As an exclusivist, I believe that specific knowledge of the person and work of Jesus Christ (special revelation) is necessary for salvation (reconciliation between sinners and the Living, Holy, Triune God). I believe that the nature of faith (through which justification is imputed to the believer) demands special revelation. To confirm my position as an exclusivist, I stand primarily on Romans 3:21-31 paired with Romans 4:1-25. In these two sections, Paul first explains justification that comes through faith in Jesus Christ (3:21-31), then, he articulates the technical nuances as to how it it is through faith that justification occurs (4:1-25) by considering Abraham as an example of justification through faith. Romans 4:16-24 articulates that the justifying faith of Abraham was manifest in response to God’s promise. This explicitly implies that Abraham’s justifying faith was placed in something that he had knowledge of, namely, God’s promise to him. If faith is the criteria for justification, and faith is a response to specific knowledge of something, than one can only be saved with a specific knowledge of God’s promise.
Consider the disease of sin. Sin separates God and man and is the result in an erosion of trust on the behalf of man towards God (see Genesis 3). Humanity is separated from the life of God because he does not trustGod. Because God is Three Persons in community, and community is based on trust, humanity is unable to enter the Divine communion that it was intended to partake in. Faith, then, is the re-establishment of trust on the behalf of humanity towards God. Abraham was reckoned as righteous because he trusted God. This trust exercised on behalf of Abraham towards God is the foundational element necessary to the reconciled relationship between two persons (namely, God and man). Faith and trust establishes the foundation for entering into relationship with the Triune (and communal) God. In light of this, justification without faith in something known is simply not possible. How can man trust (and therefore be justified) in something he has no knowledge of? Justification comes through faith alone (as Paul clearly argues in Romans). The nature of faith demands specific knowledge of something (or someone). Therefore, one cannot be justified (and therefore saved) without having specific knowledge of God’s promise through Jesus Christ.
So, what does this position imply for the unevangelized? The exclusivist position articulated above implies two possible destinies for the unevangelized: (1) condemnation, or (2) the miraculous possibility for special revelation outside of the witness of the Church Militant. I want to treat both of these destinies in detail. First, condemnation. I believe that condemnation for the unevangelized would by no means compromise the justice of God. Romans 1:18-3:20 makes a sound argument for the universal power of sin and therefore, the universal guilt of humanity. Paul specifically addresses those who do not have access to special revelation in Romans 1:18-32. In that section of Scripture, Paul argues that the rejection of God revealed through general revelation is sufficient grounds for condemnation. He goes on to state that people are judged according to their works (Romans 2:6) and all are guilty of evil works and are therefore condemned. The argument which states that injustice would be the result of God’s condemnation of the unevangelized implies that God owes humanity a chance out of the predicament of sin. This cannot be the case for if it were, humanity could no longer be saved by grace through faith (see Romans 4:1-12).

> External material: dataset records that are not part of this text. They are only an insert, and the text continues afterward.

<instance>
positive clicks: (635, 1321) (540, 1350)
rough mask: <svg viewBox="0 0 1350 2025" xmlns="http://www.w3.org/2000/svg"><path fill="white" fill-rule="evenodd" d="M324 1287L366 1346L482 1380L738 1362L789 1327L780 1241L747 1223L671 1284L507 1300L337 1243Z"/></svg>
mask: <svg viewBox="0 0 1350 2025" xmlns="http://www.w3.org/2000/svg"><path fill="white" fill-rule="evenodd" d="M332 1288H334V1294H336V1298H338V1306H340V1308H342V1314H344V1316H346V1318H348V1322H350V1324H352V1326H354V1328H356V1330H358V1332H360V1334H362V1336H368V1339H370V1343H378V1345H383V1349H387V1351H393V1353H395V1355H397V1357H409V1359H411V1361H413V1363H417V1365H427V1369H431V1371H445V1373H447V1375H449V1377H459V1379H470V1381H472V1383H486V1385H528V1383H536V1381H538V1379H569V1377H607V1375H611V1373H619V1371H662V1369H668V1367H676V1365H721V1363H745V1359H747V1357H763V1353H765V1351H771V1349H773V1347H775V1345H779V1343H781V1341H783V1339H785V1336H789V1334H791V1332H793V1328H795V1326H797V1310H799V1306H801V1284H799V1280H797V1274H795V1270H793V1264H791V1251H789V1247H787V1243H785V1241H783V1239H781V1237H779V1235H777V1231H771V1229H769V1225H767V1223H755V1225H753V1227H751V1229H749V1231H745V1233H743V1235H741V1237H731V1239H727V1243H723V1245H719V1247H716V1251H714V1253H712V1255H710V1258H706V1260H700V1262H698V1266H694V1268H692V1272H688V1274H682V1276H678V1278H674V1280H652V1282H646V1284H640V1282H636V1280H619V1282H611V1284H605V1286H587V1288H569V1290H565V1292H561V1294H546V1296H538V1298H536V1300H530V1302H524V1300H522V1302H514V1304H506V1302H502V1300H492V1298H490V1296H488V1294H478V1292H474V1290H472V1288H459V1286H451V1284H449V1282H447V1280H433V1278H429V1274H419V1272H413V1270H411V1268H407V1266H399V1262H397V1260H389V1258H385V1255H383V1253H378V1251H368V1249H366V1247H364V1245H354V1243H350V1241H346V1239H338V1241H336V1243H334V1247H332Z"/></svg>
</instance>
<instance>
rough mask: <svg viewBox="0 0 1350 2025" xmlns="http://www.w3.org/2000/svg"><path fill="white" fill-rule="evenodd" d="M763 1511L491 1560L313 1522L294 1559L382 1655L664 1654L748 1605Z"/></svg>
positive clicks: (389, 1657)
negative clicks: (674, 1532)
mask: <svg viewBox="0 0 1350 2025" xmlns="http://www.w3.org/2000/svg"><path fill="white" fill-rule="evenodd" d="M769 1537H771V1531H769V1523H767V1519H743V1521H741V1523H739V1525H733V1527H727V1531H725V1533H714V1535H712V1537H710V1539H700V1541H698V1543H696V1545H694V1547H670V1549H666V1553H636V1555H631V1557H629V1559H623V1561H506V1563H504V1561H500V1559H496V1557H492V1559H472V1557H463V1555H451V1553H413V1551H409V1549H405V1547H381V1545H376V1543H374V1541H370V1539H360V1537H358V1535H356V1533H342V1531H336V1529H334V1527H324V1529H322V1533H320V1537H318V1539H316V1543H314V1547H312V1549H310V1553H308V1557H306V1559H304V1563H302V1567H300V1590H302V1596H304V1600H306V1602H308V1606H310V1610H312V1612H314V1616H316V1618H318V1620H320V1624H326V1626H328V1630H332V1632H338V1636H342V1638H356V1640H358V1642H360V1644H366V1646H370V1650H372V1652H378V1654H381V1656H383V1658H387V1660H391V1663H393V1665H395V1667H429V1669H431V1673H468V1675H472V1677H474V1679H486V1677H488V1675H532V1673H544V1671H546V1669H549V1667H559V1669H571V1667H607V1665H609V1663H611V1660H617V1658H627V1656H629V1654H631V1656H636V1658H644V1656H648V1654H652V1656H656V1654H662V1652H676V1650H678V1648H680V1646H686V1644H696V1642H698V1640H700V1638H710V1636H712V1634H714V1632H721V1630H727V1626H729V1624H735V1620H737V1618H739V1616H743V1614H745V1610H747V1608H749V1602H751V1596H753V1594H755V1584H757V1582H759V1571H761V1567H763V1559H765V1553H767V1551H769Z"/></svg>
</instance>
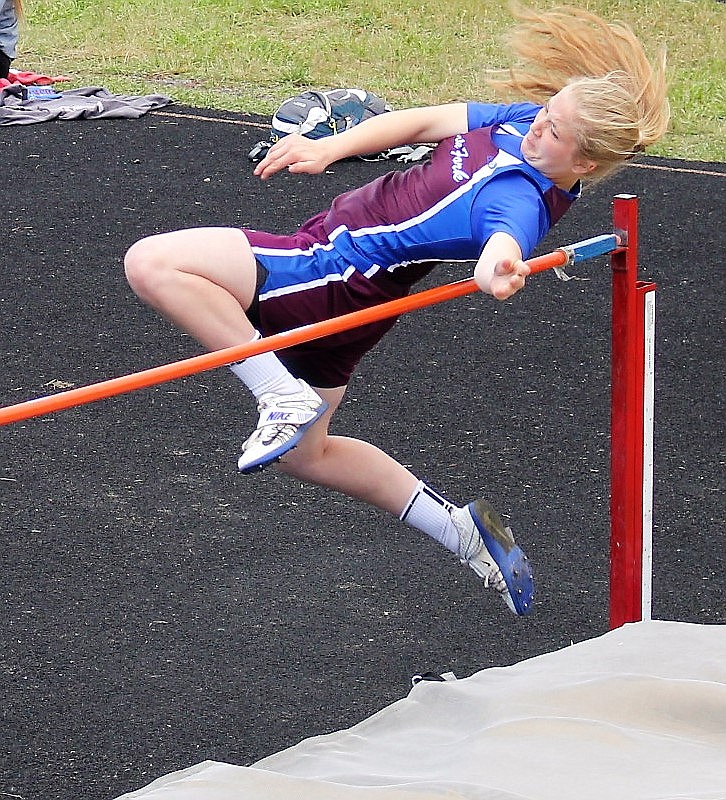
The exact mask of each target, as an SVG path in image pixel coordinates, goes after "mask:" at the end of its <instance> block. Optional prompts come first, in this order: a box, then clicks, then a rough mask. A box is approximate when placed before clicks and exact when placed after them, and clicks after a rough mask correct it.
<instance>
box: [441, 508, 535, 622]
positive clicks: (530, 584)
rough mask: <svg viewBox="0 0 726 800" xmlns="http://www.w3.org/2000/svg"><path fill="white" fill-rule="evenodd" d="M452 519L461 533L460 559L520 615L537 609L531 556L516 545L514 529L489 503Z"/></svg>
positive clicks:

While condemnation would be a just destiny for any human being (evangelized or unevangelized), it is not the only possible destiny for the unevangelized. The argument that God is love, and desires for all to have the chance to be saved (not because it is fair, but because it is God’s desire) is a valid point and supported in Scripture.
As an exclusivist, I believe that all have the chance to hear the gospel message. I do not know how (whether post-mortum, via a dream, revelation, etc.) this is true, I simply believe that this is true. Sometime before God’s final judgement, I believe that each person has the chance to be hear the Gospel message and respond. While Scriptural support for this argument seems to be slim, I do believe that 1 Peter 3:18-20 implies the possibility for this position; I also believe that the evidence for faith in something we know is extremely strong. I also do not believe that we should expect Scripture to detail the technical nuances of all implications for Christian doctrine.
However, is the Biblical support for such a destiny for the unevangelized really that weak? The unevangelized having the chance at special revelation outside of the Church Militant is not outside of the Scriptural model for special revelation. In fact, it perfectly fits in the pattern for special revelation exactly. Revelation through a dream or post-mortum would be nothing short of a miracle. However, is not all special revelation nothing short of a miracle (whether it’s through the Church or not)? All special revelation is the result of God miraculously breaking into the created world and declaring his redemptive purposes to humanity. So, for an exclusivist to propose that the unevangelized have some miraculous way of being exposed to the Gospel of Jesus Christ before final judgment is within the biblical model for special revelation. In this sense, there is Biblical support for such a position.